At a time when both NHS Tayside and NHS Fife are planning massive job cuts to balance the books, it emerged on Sunday that both organisations have racked up huge bills for entertaining staff and visitors £804,148 in Tayside and £743,211 in Fife over the last three years.
Tayside’s hospitality budget is equivalent to the salaries of 39 newly-qualified nurses.
The Taxpayers’ Alliance has accused the health authorities of having their priorities all wrong.
A spokesman said, “With NHS budgets under pressure, the first priority should be frontline nurses and vital life-saving drugs, so the idea money has been put into entertainment when these things are under threat shows the priorities are wrong.”
NHS Tayside has said it will have to cut around 500 jobs, including nursing posts, to make £30 million of savings this year alone and has warned of tough times ahead.
Only NHS Greater Glasgow, the largest health authority in Scotland, spent more on hospitality than NHS Tayside. Its bill was £852,000.
Dundee MSP Joe FitzPatrick said he expected the budget to be “squeezed” to protect vital services.
The SNP politician said he would contact NHS Tayside to find out what the hospitality budget was spent on.
“This seems like an awful lot of money but I don’t know exactly what this covers,” he said.”Unjustifiable” costsHealth boards in Scotland spent almost £4 million on hospitality, according to figures obtained by the Labour Party under freedom of information legislation.
Labour’s shadow Scottish health minister Dr Richard Simpson said the costs were “unjustifiable.”
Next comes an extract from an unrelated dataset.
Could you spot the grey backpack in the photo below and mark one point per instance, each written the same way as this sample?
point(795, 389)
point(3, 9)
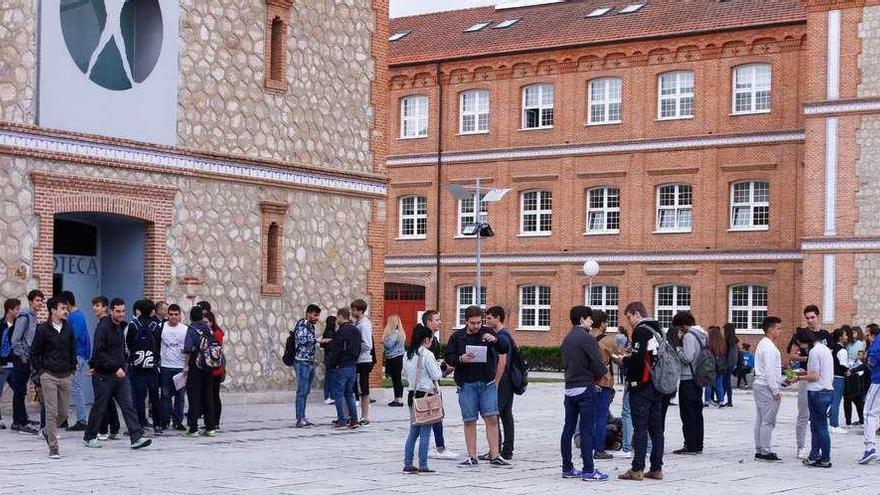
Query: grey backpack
point(666, 371)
Labour MSP Marlyn Glen said, “In the current economic climate, the priorities for the NHS are patient care and the preservation of jobs. Hospitality budgets must therefore be subject to rigorous scrutiny to further these priorities.”
Conservative health spokeswoman Mary Scanlon said NHS Lanarkshire halved its hospitality budget last year and she saw no reason why Tayside and Fife couldn’t make savings.
But she said she wouldn’t expect a “zero budget” as Ninewells Hospital in Dundee is a respected teaching hospital that attracts national and international visitors.
An NHS Tayside spokeswoman said, “All expenditure across the organisation is coded against different categories and what would be coded against hospitality is not necessarily what the public would perceive is hospitality.
“For example, hospitality would include organised events for our volunteers, national and international medical conferences held here in Tayside which make sure we continue to attract the best doctors and clinicians to come and work here in Tayside.”
She added, “However, this year, given the current financial climate for public sector bodies, our chief operating officer has ordered all managers to look at their budgets, including hospitality to make sure that every penny spent from the public purse is justified and will ultimately benefit patient care.”
Amid accusations of hospitality budgets being used for “wining and dining”, the spokeswoman gave an absolute assurance that NHS Tayside’s hospitality budget included no spending on alcohol.